La plaza tiene relatos. Es un lugar en el que brota la savia y el mundo gira de forma vertiginosa. Y yo he venido aquí, a la plaza, a esperar. Me siento como una nota muda en un pentagrama, y me gusta verme así frente a la vorágine: Hombre pasa/ mujer riñe/ niño tropieza/ agua suena/ vida llena. Y yo, espero. No sé a quién la verdad, pero sé que la espera también tiene su relato y, normalmente, es ahí donde uno tiene que vérselas consigo mismo. Porque desaparece el relato ajeno y se activa el relato propio. Yo me he sorprendido en ocasiones cercenando este tipo de encuentros conmigo. No siendo que me dé por pensar y me halle de bruces frente a un abismo ardiendo. Porque, muchas veces, hallarnos en nuestro vacío es vernos frente a las Termópilas. Por eso distraemos ese impulso inherente con cualquier otro entretenimiento que nos aleje de nosotros y, por ende, de la vida. Pensar(se) incomoda.

Encuentro en la vida muchas formas de esperar: esperas conjuntas, esperas íntimas, esperas privadas... Íntimo no es privado, puesto que se puede compartir, y en lo privado no hay concesión a lo público. Pero sea como sea, en todas las formas de espera, incluso cuando el relato de la espera es compartido, se activa el mundo interior.

A veces encontramos cierto rechazo a tener la cabeza vacía en la espera. Pero procuro evitarlo: hace mucho tiempo que decidí que la filosofía no era una disciplina, sino una forma de vida y, como dice Juan Mayorga, lo contrario es esclavitud. En la espera hay un grado de soledad que no es negociable. Soledad que invita a uno a pensarse frente a los denodados intentos por evitarnos, por estar hendidos en un relato a dos.

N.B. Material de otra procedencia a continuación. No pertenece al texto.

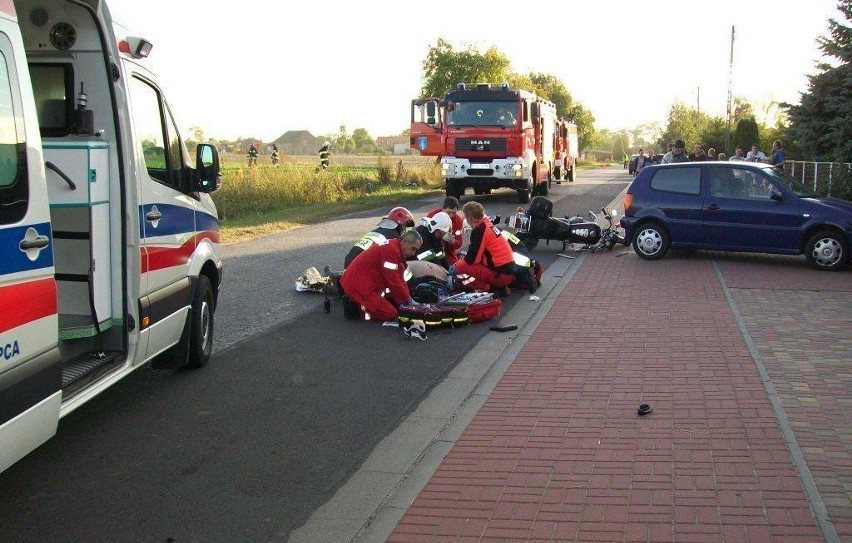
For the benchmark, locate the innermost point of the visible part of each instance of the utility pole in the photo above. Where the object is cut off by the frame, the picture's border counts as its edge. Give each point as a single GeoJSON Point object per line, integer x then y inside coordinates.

Y lo cierto es que aquí sigo, en la plaza, viendo cómo el relato obsidional va desgastándose en las postrimerías de la tarde. Es como si la gente se quedara sin pilas poco a poco, como si la velocidad de crucero hubiera decelerado a la mitad; los cuerpos se van gastando? Luz residual tras los tejados/ el susurro de los árboles/ risas a lo lejos?

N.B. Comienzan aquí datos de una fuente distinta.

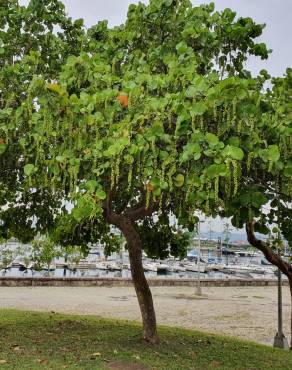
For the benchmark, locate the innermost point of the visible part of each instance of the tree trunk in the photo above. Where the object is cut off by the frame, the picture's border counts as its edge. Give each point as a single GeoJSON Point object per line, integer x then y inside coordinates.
{"type": "Point", "coordinates": [290, 286]}
{"type": "Point", "coordinates": [140, 283]}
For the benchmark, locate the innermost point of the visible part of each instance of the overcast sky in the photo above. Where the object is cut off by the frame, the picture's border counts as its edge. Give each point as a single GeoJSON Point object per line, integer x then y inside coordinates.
{"type": "Point", "coordinates": [276, 14]}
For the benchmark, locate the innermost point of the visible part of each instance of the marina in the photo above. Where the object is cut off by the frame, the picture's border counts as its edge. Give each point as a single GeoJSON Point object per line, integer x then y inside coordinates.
{"type": "Point", "coordinates": [215, 263]}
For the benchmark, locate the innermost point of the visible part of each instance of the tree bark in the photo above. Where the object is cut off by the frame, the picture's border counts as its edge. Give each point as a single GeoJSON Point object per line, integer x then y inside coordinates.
{"type": "Point", "coordinates": [140, 283]}
{"type": "Point", "coordinates": [274, 258]}
{"type": "Point", "coordinates": [290, 286]}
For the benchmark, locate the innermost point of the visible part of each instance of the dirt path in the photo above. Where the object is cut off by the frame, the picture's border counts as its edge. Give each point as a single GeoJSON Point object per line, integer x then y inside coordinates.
{"type": "Point", "coordinates": [245, 312]}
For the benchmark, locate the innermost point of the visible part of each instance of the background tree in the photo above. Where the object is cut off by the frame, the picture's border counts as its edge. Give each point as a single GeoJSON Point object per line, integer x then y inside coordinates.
{"type": "Point", "coordinates": [34, 40]}
{"type": "Point", "coordinates": [264, 198]}
{"type": "Point", "coordinates": [155, 117]}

Me viene a la cabeza Robert Walser y su obsesión por los paseos en su ansiada soledad. Era tal su obcecación por caminar y sacar a pasear sus fantasmas, que falleció en uno de esos paseos y quedó enclavijado, ahí, en la nieve que abrigaba el centro psiquiátrico en el que residía. A un paso de sus propias huellas. Decía Ibsen que el hombre más fuerte era el que resistía la soledad, y qué sé yo de esa verdad. Y no sé si estas referencias me sirven para algo? Quizá ayuden a uno a sentirse más fuerte o, tal vez, menos solo en el pensamiento y en la escritura.

Lo cierto es que aquí sigo, en la plaza, acompañado del relato de los otros: Luz quebrada/acordes de guitarra/ vino en cuerpos noctívagos/ sonido de luna/cigarros son ceniza? Y mi huida, pues no sé a quién vine a esperar. Ni sé muy bien si es que esperaba a alguien. Ni siquiera sé si estaba esperando. Tampoco creo que merezca la pena intentar recordarlo.